Demand for business intelligence across industries and around the world is growing fast — and workers who are uniquely skilled to gather, analyze and report such mission-critical information are poised to lead their markets.
Global sales of business intelligence (BI) tools generated $10.5 billion in revenue in 2010 — up 13.4 percent over the previous year, according to market research firm Gartner.
Industry experts agree that smart BI tools are only one part of an important equation. For the best results, they must be used by efficient and effective researchers, analysts and communicators.
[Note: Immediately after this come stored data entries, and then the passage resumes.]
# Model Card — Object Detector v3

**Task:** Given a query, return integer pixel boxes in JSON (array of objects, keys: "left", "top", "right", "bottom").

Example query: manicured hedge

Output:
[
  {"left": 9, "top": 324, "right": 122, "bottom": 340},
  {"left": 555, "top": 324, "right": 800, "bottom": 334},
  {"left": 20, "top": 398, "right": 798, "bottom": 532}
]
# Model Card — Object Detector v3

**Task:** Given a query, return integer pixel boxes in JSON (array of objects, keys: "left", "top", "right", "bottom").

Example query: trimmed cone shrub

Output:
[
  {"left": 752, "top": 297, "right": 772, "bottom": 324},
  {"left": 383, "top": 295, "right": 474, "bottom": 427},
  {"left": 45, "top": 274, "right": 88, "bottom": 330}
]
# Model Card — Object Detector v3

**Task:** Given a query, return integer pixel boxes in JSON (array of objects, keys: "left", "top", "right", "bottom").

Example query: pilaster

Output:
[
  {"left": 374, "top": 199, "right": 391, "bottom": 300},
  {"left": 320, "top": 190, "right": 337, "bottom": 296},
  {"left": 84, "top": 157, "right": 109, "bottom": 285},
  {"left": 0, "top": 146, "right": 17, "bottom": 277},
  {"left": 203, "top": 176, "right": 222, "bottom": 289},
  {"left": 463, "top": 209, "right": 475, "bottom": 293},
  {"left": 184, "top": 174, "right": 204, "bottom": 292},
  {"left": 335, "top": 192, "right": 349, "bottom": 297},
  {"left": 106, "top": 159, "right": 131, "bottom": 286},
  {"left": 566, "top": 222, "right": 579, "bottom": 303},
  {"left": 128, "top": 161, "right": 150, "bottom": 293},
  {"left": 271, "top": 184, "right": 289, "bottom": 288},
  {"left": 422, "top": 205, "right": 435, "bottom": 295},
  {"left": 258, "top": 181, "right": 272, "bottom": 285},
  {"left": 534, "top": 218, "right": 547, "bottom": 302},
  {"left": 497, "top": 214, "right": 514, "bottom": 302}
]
However, the world’s workforce isn’t equipped to meet skyrocketing demands for business intelligence — which include continual and forward-looking analyses of a competitive marketplace. Colleges and universities are woefully behind in offering instruction that prepares graduates to meet employers’ actual needs, according to an international survey sponsored by Business Intelligence Congress II, a meeting of BI professors and industry professionals.
Of 129 colleges and universities surveyed, only three offered BI instruction at the undergraduate level, and only 12 offered BI instruction in graduate programs.
“Also, students are not being exposed to a BI that reflects real-world context,” said Barbara Wixom, an associate professor at the University of Virginia’s McIntire School of Commerce who also directs Teradata University Network, which conducted the survey.
Universities are struggling to provide students with real-world training partly because companies don’t want to provide their proprietary information for classroom instruction — making it hard for professors like Wixom to develop adequate BI curricula.
That juggernaut is not going to slow demand for BI-savvy employees. In the United States alone, roughly 190,000 workers with “deep analytical talent” and another 1.5 million “data-savvy managers and analysts” will be needed by 2018, according to projections released in May by McKinsey Global Institute.